De Beleidslijn kust is tot stand gekomen met medewerking van en na overleg met de
overheden zoals vertegenwoordigd in het Landelijk Bestuurlijk Overleg
Hoogwaterbescherming: provincies, gemeenten en waterschappen. Afzonderlijke
gemeenten, provincies, waterschappen, de koepelorganisaties, het Expertisenetwerk
Waterkeren en het Overlegorgaan Water en Noordzee hebben in een consultatieronde
gereageerd op een concept van de beleidslijn. V&W en VROM zullen de
communicatie over de beleidslijn faciliteren, in samenwerking met provincies,
gemeenten en waterschappen.
De Beleidslijn kust gaat uit van bestaand rijksbeleid. Nieuwe ontwikkelingen op
nationaal of Europees niveau kunnen in de toekomst leiden tot bijstelling van
nationaal beleid. Niettemin hechten wij aan verheldering van het huidige rijksbeleid.

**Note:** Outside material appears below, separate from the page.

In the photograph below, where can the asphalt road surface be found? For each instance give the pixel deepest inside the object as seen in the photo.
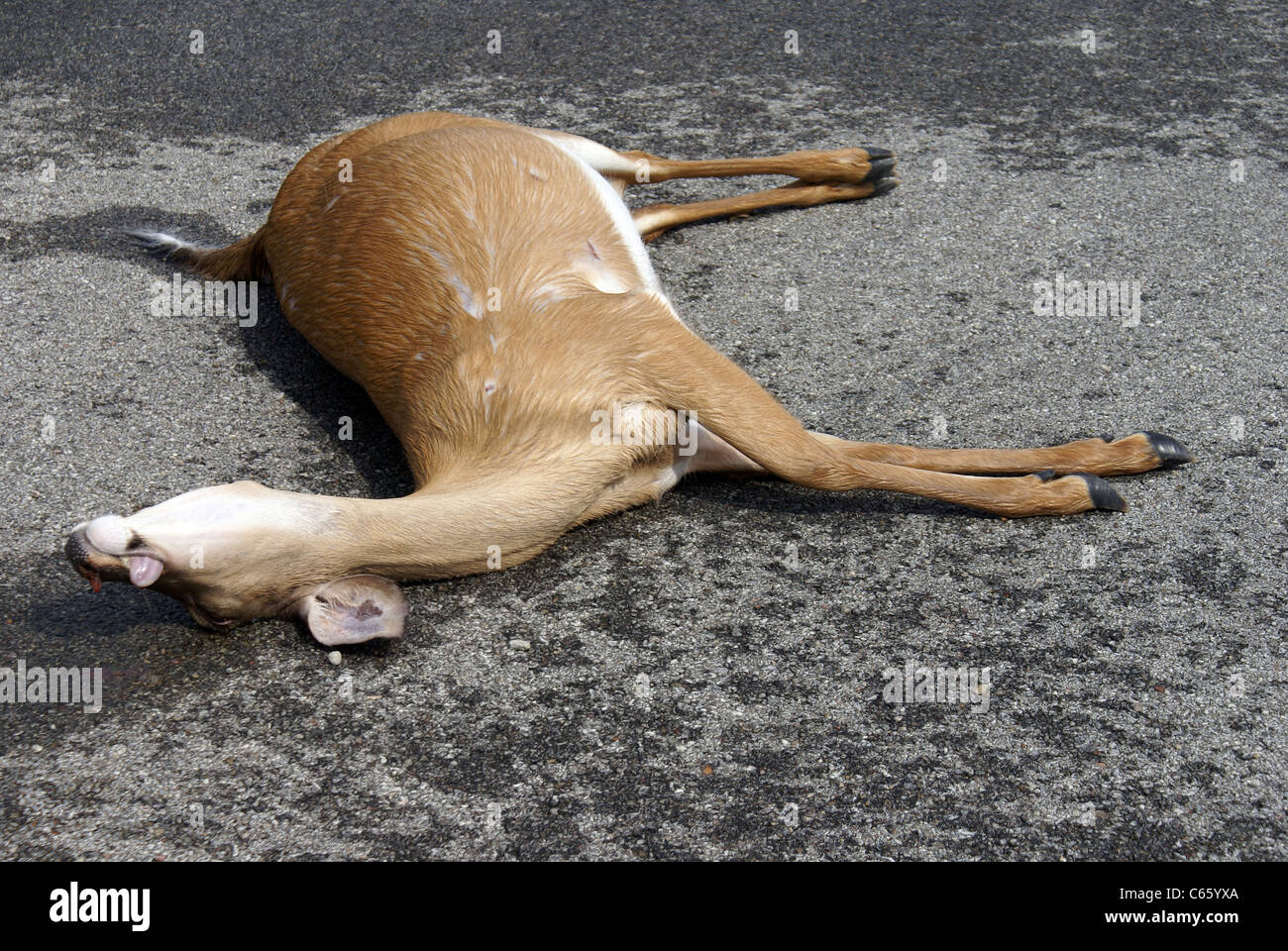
(706, 676)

Indien besluitvorming zal leiden tot nieuw nationaal beleid voor de kust, dan zal dat
op termijn ook leiden tot bijstelling van deze beleidslijn.
Hoogachtend,
DE STAATSSECRETARIS VAN VERKEER EN WATERSTAAT,
Mw. J.C. Huizinga-Heringa
DE MINISTER VAN VOLKSHUISVESTING,
RUIMTELIJKE ORDENING EN MILIEUBEHEER,
dr. Jacqueline Cramer
---
DGW/WG 2007/1160
UITWERKING bij de Beleidsbrief
Leeswijzer
Deze Uitwerking behandelt achtereenvolgens de volgende onderwerpen:
· het toepassingsgebied (paragraaf 1);
· de status van de beleidslijn (paragraaf 2);
· het rijksbeleid voor de kust (paragraaf 3);
· rollen en verantwoordelijkheden van de overheden in de kust bij beoordeling van
ingrepen en activiteiten (paragraaf 4);
· mogelijkheden voor bestuurlijke afstemming (paragraaf 5);
· een kader vanuit waterveiligheid. De hierin gegeven handreiking maakt
onderscheid in bebouwd gebied en onbebouwd gebied en beschrijft aan welk
type ingrepen het bevoegd gezag medewerking kan verlenen. De paragraaf sluit af
met voorwaarden (paragraaf 6);
· kansen voor innovatie (paragraaf 7).
De Toelichting geeft uitleg over een aantal onderwerpen en volgt daarbij de opbouw
van deze Uitwerking.
---
DGW/WG 2007/1160
1. Toepassingsgebied van de Beleidslijn kust geografische afbakening
Deze beleidslijn is van toepassing in het kustfundament en de primaire waterkeringen
van de Waddenzee en de Eems-Dollard (zie figuur 1).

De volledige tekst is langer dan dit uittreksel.